А вот и клиника. В нос ударил сладковатый запах эфира. Мы входим в кабинет врача. Диван, окна, книжный шкаф, холодно поблескивающие медицинские инструменты, вата, бинты — от всего этого у меня кружится голова, перед глазами плывут круги…
Доктор Петени протянул Марци руку. Маленькая ладошка нервно вздрогнула в огромной ладони врача. Петени повернулся, готовый выслушать наши жалобы.
Первым начинаю говорить я. Говорю, а нахлынувшие воспоминания как бы смазывают мои слова, да и не только слова, но и весь наш визит. Так пуля, ударившись о непробиваемое препятствие, идет в другом направлении, рикошетом.

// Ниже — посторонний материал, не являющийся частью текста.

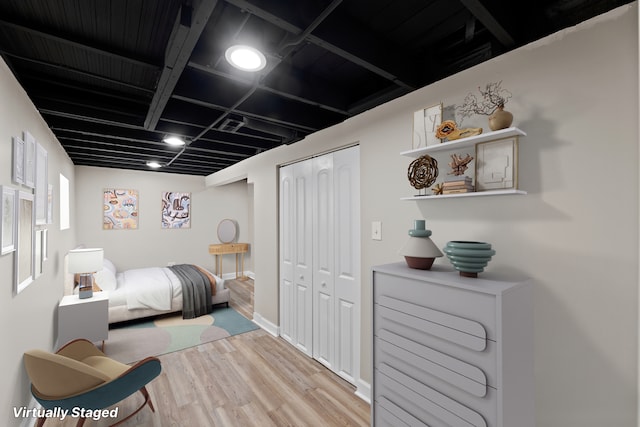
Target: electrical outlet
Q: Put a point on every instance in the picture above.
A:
(376, 230)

Сам не знаю почему, но вместо перечисления жалоб на Марци я начинаю рассказывать о рождении сына, о том, как я волновался, в первый раз увидев малыша, услышав его голосок, какой-то высокий и еще совсем незнакомый. Потом сынишку на коляске вывезли в коридор. Он лежал рядом с Аги, завернутый во все белое. Личико было лиловое, по-старчески сморщенное. Поверх одеяла — до смешного крошечная ручка, а на запястье — бирка с надписью: «Каринти Ференцне».
Как писатель, я всегда стараюсь взглянуть на самого себя как бы изнутри. Вот и в тот момент я невольно подумал, что теперь я и это пережил, теперь я уже знаю, что значит чувствовать себя отцом, теперь я уже могу правдиво рассказать об этом. Сердце мое готово было выскочить из груди.
— Правда, что этот момент никогда не забудется? — спросил я жену, дотрагиваясь до ее бледной руки.
Аги, как выяснилось позже, не так поняла мои слова. Она подумала, что я восхищаюсь малышом, и, улыбнувшись, с гордостью прижала его к себе…
Но какое все это имеет отношение к нашему сегодняшнему визиту? Дядюшка Геза не задает никаких вопросов. Он молча слушает и терпеливо ждет, когда же мы наконец перейдем к сути дела. Вот теперь и следовало бы перечислить ему все прегрешения Марци, но я не могу сказать ничего вразумительного. Вместо этого я говорю о пустяке, который скорее забавен, чем важен как обвинение. Когда Аги записала Марци в школу, мы радовались, что мальчик рвется туда, пока вдруг не услышали от него, что рвется он в школу потому, что хочет сам учить детей и выставлять плохим ученикам «колы».
— И из-за этого вы привели его к врачу? — Петени удивленно взглянул на Аги. Вот тут бы мне и рассказать о действительных причинах нашего визита, но вместо этого я промямлил что-то о том, что ребенок очень шумлив, дерзок, эгоистичен, не слушается, постоянно крутится и вертится…
И тут Марци, будто желая наглядно подтвердить правоту моих слов, вдруг обеими ногами вскочил на диван, оставив следы на его покрывале, потом, потянувшись за стетоскопом, чтобы послушать у дяди доктора сердце, уронил на пол пепельницу, затем начал крутить диск телефона и крутил его до тех пор, пока не позвонили с коммутатора и не спросили, что мы делаем с телефоном.
Наконец Петени тихо и будто невзначай сказал:
— Сядь сюда, мальчик…
Марци еще несколько минут забавлялся настольной лампой, затем стал очинивать карандаш. И вот что интересно: олимпийское спокойствие профессора постепенно передалось Марци. Это произошло скорее и лучше, чем когда ему угрожали или задабривали конфеткой. Он послушно сел на стул и стал молча слушать.